Are you claiming there are no crash bugs in those other browsers? I can crash Chrome tabs just by creating lots of HTML 5 audio elements in a loop. And I'm sure there's more.


Of course not - but the crash bugs should ideally be isolated (like your Chrome crash doesn't impact other tabs), short-lived (this bug has been around since mid-2009), and not impact the operating system (only cure for the crashie8 glitch requires loading taskmgr).


I just tried navigating to crashie8.com on IE9 RC, and while it crashed the tab (and one of the other tabs that shared the same process), nothing happened to the main IE window. The isolation seemed to work alright. Did you try this with the beta or the RC?


How many years of your life have you spent working on a software with a large user base?

I humbly submit this number must be very low, because fixing a bug in a widely deployed product is not as easy as you believe it is.

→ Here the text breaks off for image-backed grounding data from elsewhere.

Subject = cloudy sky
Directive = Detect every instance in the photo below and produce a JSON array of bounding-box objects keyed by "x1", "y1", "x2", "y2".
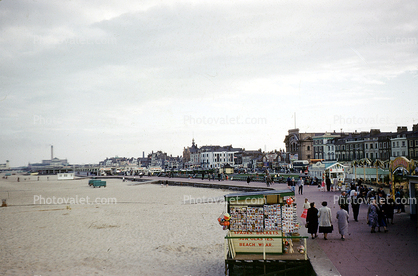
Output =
[{"x1": 1, "y1": 0, "x2": 417, "y2": 167}]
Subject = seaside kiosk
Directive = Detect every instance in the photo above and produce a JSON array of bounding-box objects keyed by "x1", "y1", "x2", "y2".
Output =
[{"x1": 222, "y1": 189, "x2": 311, "y2": 275}]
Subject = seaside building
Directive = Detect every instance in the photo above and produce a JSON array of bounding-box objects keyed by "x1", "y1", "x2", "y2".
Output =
[
  {"x1": 283, "y1": 129, "x2": 319, "y2": 162},
  {"x1": 289, "y1": 124, "x2": 418, "y2": 163},
  {"x1": 0, "y1": 160, "x2": 10, "y2": 170},
  {"x1": 312, "y1": 132, "x2": 341, "y2": 161},
  {"x1": 391, "y1": 127, "x2": 408, "y2": 158}
]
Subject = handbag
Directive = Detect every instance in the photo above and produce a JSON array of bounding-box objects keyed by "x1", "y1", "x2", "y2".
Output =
[{"x1": 305, "y1": 222, "x2": 309, "y2": 228}]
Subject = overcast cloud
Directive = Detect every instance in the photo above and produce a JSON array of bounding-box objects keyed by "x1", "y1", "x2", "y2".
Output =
[{"x1": 1, "y1": 0, "x2": 417, "y2": 166}]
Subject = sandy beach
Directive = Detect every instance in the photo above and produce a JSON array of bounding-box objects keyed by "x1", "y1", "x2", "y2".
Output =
[{"x1": 0, "y1": 175, "x2": 229, "y2": 275}]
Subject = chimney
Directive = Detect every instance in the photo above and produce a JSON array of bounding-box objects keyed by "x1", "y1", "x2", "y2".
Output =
[
  {"x1": 413, "y1": 124, "x2": 418, "y2": 132},
  {"x1": 51, "y1": 145, "x2": 53, "y2": 160},
  {"x1": 143, "y1": 151, "x2": 145, "y2": 158},
  {"x1": 397, "y1": 126, "x2": 407, "y2": 133}
]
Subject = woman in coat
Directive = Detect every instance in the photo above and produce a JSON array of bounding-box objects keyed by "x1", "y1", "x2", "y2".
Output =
[
  {"x1": 318, "y1": 201, "x2": 333, "y2": 240},
  {"x1": 336, "y1": 205, "x2": 349, "y2": 240},
  {"x1": 367, "y1": 198, "x2": 380, "y2": 233},
  {"x1": 306, "y1": 202, "x2": 318, "y2": 239}
]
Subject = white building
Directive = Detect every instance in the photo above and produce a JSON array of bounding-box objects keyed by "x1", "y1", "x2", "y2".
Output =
[
  {"x1": 309, "y1": 161, "x2": 346, "y2": 183},
  {"x1": 0, "y1": 160, "x2": 10, "y2": 170},
  {"x1": 313, "y1": 133, "x2": 340, "y2": 161},
  {"x1": 57, "y1": 172, "x2": 75, "y2": 180},
  {"x1": 391, "y1": 133, "x2": 408, "y2": 158}
]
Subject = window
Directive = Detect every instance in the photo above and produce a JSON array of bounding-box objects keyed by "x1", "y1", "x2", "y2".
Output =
[
  {"x1": 410, "y1": 140, "x2": 413, "y2": 147},
  {"x1": 370, "y1": 153, "x2": 373, "y2": 159},
  {"x1": 402, "y1": 151, "x2": 405, "y2": 156},
  {"x1": 415, "y1": 140, "x2": 418, "y2": 146},
  {"x1": 402, "y1": 141, "x2": 405, "y2": 147},
  {"x1": 397, "y1": 141, "x2": 399, "y2": 147},
  {"x1": 307, "y1": 146, "x2": 310, "y2": 151},
  {"x1": 366, "y1": 153, "x2": 369, "y2": 158},
  {"x1": 370, "y1": 144, "x2": 373, "y2": 149}
]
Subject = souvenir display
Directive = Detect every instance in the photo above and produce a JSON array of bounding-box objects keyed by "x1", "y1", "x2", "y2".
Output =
[
  {"x1": 229, "y1": 206, "x2": 247, "y2": 231},
  {"x1": 246, "y1": 207, "x2": 264, "y2": 232},
  {"x1": 282, "y1": 197, "x2": 298, "y2": 233},
  {"x1": 263, "y1": 204, "x2": 281, "y2": 231}
]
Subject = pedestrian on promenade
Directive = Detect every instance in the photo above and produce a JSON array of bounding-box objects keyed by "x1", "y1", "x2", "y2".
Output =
[
  {"x1": 318, "y1": 201, "x2": 333, "y2": 240},
  {"x1": 301, "y1": 198, "x2": 310, "y2": 219},
  {"x1": 367, "y1": 198, "x2": 380, "y2": 233},
  {"x1": 350, "y1": 189, "x2": 360, "y2": 221},
  {"x1": 332, "y1": 178, "x2": 338, "y2": 191},
  {"x1": 385, "y1": 198, "x2": 395, "y2": 225},
  {"x1": 287, "y1": 176, "x2": 291, "y2": 187},
  {"x1": 297, "y1": 177, "x2": 304, "y2": 195},
  {"x1": 290, "y1": 177, "x2": 295, "y2": 192},
  {"x1": 326, "y1": 176, "x2": 331, "y2": 192},
  {"x1": 306, "y1": 202, "x2": 318, "y2": 239},
  {"x1": 265, "y1": 174, "x2": 272, "y2": 187},
  {"x1": 202, "y1": 173, "x2": 204, "y2": 180},
  {"x1": 338, "y1": 191, "x2": 349, "y2": 214},
  {"x1": 246, "y1": 175, "x2": 251, "y2": 185},
  {"x1": 377, "y1": 198, "x2": 388, "y2": 233},
  {"x1": 218, "y1": 173, "x2": 221, "y2": 181},
  {"x1": 336, "y1": 205, "x2": 349, "y2": 240}
]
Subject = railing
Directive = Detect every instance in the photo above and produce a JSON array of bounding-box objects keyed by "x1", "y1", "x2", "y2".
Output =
[{"x1": 224, "y1": 234, "x2": 308, "y2": 261}]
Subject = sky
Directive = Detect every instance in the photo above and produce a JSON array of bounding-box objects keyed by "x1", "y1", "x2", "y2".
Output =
[{"x1": 1, "y1": 0, "x2": 418, "y2": 167}]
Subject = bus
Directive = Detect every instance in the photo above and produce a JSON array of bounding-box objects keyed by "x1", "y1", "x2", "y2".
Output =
[{"x1": 292, "y1": 160, "x2": 309, "y2": 172}]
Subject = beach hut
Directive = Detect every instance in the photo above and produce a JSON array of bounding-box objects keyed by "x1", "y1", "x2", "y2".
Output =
[{"x1": 222, "y1": 189, "x2": 310, "y2": 275}]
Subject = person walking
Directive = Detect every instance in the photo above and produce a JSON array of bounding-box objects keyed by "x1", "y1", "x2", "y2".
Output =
[
  {"x1": 301, "y1": 198, "x2": 310, "y2": 219},
  {"x1": 338, "y1": 191, "x2": 350, "y2": 214},
  {"x1": 336, "y1": 205, "x2": 349, "y2": 240},
  {"x1": 318, "y1": 201, "x2": 333, "y2": 240},
  {"x1": 326, "y1": 176, "x2": 331, "y2": 192},
  {"x1": 306, "y1": 202, "x2": 318, "y2": 239},
  {"x1": 246, "y1": 175, "x2": 251, "y2": 185},
  {"x1": 377, "y1": 198, "x2": 388, "y2": 233},
  {"x1": 350, "y1": 189, "x2": 360, "y2": 222},
  {"x1": 367, "y1": 198, "x2": 380, "y2": 233},
  {"x1": 385, "y1": 198, "x2": 395, "y2": 225},
  {"x1": 266, "y1": 174, "x2": 272, "y2": 187},
  {"x1": 297, "y1": 177, "x2": 304, "y2": 195}
]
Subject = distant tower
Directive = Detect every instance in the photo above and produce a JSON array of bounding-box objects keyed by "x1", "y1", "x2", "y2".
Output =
[{"x1": 51, "y1": 145, "x2": 53, "y2": 160}]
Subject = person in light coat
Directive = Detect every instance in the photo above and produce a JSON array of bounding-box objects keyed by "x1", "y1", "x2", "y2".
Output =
[
  {"x1": 318, "y1": 201, "x2": 333, "y2": 240},
  {"x1": 336, "y1": 205, "x2": 349, "y2": 240}
]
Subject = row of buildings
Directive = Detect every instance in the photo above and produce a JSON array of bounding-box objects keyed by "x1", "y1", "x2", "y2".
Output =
[
  {"x1": 182, "y1": 139, "x2": 287, "y2": 171},
  {"x1": 284, "y1": 124, "x2": 418, "y2": 163},
  {"x1": 98, "y1": 151, "x2": 183, "y2": 171}
]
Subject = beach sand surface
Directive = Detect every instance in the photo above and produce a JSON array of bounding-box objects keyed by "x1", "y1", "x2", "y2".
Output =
[{"x1": 0, "y1": 175, "x2": 228, "y2": 276}]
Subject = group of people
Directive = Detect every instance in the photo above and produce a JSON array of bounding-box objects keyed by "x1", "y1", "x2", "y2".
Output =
[
  {"x1": 287, "y1": 176, "x2": 305, "y2": 194},
  {"x1": 303, "y1": 182, "x2": 405, "y2": 240},
  {"x1": 304, "y1": 199, "x2": 349, "y2": 241}
]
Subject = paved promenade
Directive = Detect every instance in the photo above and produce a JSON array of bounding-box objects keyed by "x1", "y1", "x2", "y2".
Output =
[{"x1": 100, "y1": 175, "x2": 418, "y2": 275}]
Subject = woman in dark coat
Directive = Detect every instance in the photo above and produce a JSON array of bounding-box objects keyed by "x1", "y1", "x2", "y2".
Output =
[{"x1": 306, "y1": 202, "x2": 319, "y2": 239}]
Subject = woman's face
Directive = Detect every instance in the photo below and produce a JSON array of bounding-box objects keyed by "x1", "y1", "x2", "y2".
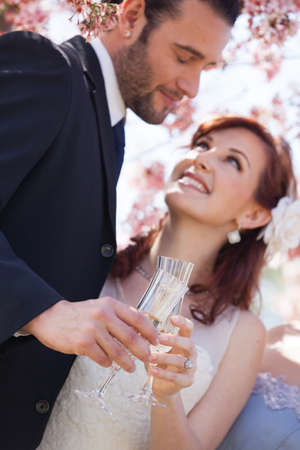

For instance maybe fixing the bug in crashie8.com would break a lot of websites relying (indirectly) on that bug.

It's easy to have your very own definition of "modern" and then say "This is not modern, because modern means having a yellow status bar".

Actually when you said that PHP is a modern language I must say that your definition of modern sounded pretty different than mine.

Lastly, I challenge you to find a single currently working crash-the-computer bug in IE9. Crash the tab, yes. Crash the browser, maybe. Crash the computer, very unlikely.


I know that page shouldn't crash any browser, really, but the crash happens as a result of poorly-written HTML (a missing </form> tag) that IE can't seem to handle.


The poorly-written HTML, however, is frequently generated by larger ASP.NET-based CMS systems (and occasionally SharePoint servers) that start the <form> in the header and don't close it on the page. This snippet is just a shorter example of the error, but is certainly not the only instance where this problem rears its ugly head.


That would be an example of yet more problems originating from MS products, then, right? I don't see why MS can't get this right. MS has the resources to produce a good product, but when it comes to the web, they fall on their faces.


Hey check your facts. I just tried with the RC build of IE. It never loaded the site but the browser didn't crash and the rest of the tabs are working fine.


Of course I can't rule out them getting it right in future releases, and I hope that they do. I was talking about what is out there in the MS ecosystem, today.


It should be able to handle poorly written HTML. The Web is a wild west, and a cesspit. Deal with it.


Right.

The thing is, web browsers are always going to have to deal with two kinds of people: The malicious and the incompetent. They both write web pages, and neither can be avoided completely.

And, when you get down to it, it's impossible to distinguish sufficiently advanced incompetence from malice. (This sentiment seems quite appropriate when discussing Microsoft's browsers.)